The foot closest is the none swollen one and the other is the swollen one. Not the best pic, but you can see what his foot normally looks like.





Obviously, it is the right foot.





The "cool compress" we're using, it seems to be improving a bit... But still rather swollen...


----------



## Pipp (Jun 22, 2011)

Honestly, it doesn't look any different than when my splint was too tight on my broken wrist. It was uncomfortable, but not that painful, although Metacam will be okay, as long as he's eating and drinking.

Is the swelling going down? Is he putting weight on it yet? I don't think you have much to worry about. Just keep a close eye on him. 


sas :clover:


----------



## plasticbunny (Jun 22, 2011)

I truely believe that all will be well. Just keep with the ice, and he should be just fine. You could try tweezing a single hair from his foot and gauge his reaction. If he jolts in discomfort, then he has feeling in the foot and it is just minor fluid retention.

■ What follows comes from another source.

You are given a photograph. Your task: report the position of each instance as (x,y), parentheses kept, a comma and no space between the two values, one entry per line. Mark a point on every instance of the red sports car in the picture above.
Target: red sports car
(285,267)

I know, it sounds cruel, but it should put your mind at ease.

You've been through so much with this little guy lately, I can't wait until he's healed and you can enjoy a well deserved vacation from the worry!


----------



## Kipcha (Jun 22, 2011)

The swelling is going down a little bit, not much but enough to at least be noticeable. He is not, however, wanting to put weight on it quite yet. 

I'm pretty sure he can feel at least something because as Mom is massaging his foot he's sitting there licking her hand and that is not something that he ever does... We may try the hair thing a bit later, we're going to have to work up the courage to try something like that...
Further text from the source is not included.